Besides, I have always loved letterpress--it's the deconstructionist in me--and I couldn't have found two better prints to inspire an aspiring artist and an aspiring writer more.

So for now I wait for the mail man to bring me my presents to myself. I'm so excited to hang these on my living room wall. And while, I'm curled up with a quilt, a cup of cocoa and a good book, I'll remember that these red beauties staved of the mean reds.

Now that's (retail) therapy!

P.S. If Richard doesn't hurry home with a hug, I am going to own this Queen Elizabeth pillow by Karen Hilton Designs that I have been lusting after since I first found etsy. Chic and cheeky, a fabulous combo.

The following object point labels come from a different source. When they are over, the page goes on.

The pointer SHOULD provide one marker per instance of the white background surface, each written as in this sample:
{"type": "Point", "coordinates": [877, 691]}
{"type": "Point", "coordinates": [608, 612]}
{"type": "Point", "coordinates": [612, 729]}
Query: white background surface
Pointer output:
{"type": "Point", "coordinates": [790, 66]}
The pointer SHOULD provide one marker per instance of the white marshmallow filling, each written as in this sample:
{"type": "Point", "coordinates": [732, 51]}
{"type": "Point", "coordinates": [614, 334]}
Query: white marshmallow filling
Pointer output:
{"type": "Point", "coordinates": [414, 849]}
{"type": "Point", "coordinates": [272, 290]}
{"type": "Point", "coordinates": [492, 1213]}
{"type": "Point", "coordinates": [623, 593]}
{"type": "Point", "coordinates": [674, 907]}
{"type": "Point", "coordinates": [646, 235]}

To be honest, I'll probably own it by the end of the evening--hug or not.

Friday, March 14, 2008

On 'Mothering'...and other failures

Okay, so no one around here is pregnant. Though yesterday, my sister accused me of the condition when I made her wash off the moisturizer that she was wearing because it made me want to puke. In the nicest possible way.

I'm still nobody's mother and if you asked my husband (and he consulted our current bank balance), you would know that I am likely (though not certain, never certain) to stay that way for a while.

In fact, I realized this week that I am the only woman in his family that isn't a mother. I figured this out when I found out that we had missed "Mothering Sunday" or Mother's Day in the UK. Oh, we had the gifts and cards. They'd been stashed away for an age in the "present closet" or rather the "black hole at the back of the house." But where they addressed? Postage affixed? Mailed?

Absolutely not.

The reason for this was simple. I don't know when Mothering Sunday is. And if I had had to guess, I would have said that it was always the third weekend of March--not the fourth week of Lent. Why would you celebrate mother's day during lent? Why would you celebrate anything during lent? Or so my own mother--the preacher--wondered when I told her that I discovered we had missed it. No presents for Rich's mom. No phone call. Nothing.

Sure, Richard should have remembered, but in our family the division of labor goes like this:
Rich--dishes, laundry, vacuuming. Rach--holiday celebrating, bringing home the big bucks, looking pretty. Not sure that this is a formula that I am willing to mess with too much at the moment.

I might have remembered Mothering Sunday if I were British. Unfortunately, as much as I feel British on the inside (and I've drunk enough tea to make it so), I understand that this just doesn't count. Other evidence that betrays my alien nature: I hate marmite, ribena and branston 'pickle,' I always always look left-right-left when crossing the street, and I still laugh nervously when people say, "toilet" instead of "restroom."

Maybe I would have known about the day if I were someone's mother. I might have gotten a card and a well-wish or two from across the pond myself. But childless is tantamount to holiday-less. And being the only woman in the family who isn't a mother makes me, like the fourth wife in the Joy Luck Club, beholden.

Luckily, I have been forgiven. Someday, I'll know how important this holiday is. Or maybe I won't. After all, I am only an American.

So I am off to the post office to airmail my well wishes to the mothers in the family and there will only be the gentlest of weeping on the way.


P.S. Here's the gift I picked out. A sweet posy ring from Anthropologie (or Anthro as those in the know--aka Richard the employee--say.) What I lack in grandchild-production I make up for in funky-ring gifting, no?

Tuesday, March 4, 2008

We know we were away a LOOONG time...guess where you'll find us next?


That's right.
We're doing our first craft fair on March 15--rain or shine (and this week we've had both here in sunny Austin.) We're hoping for shine. With all our might.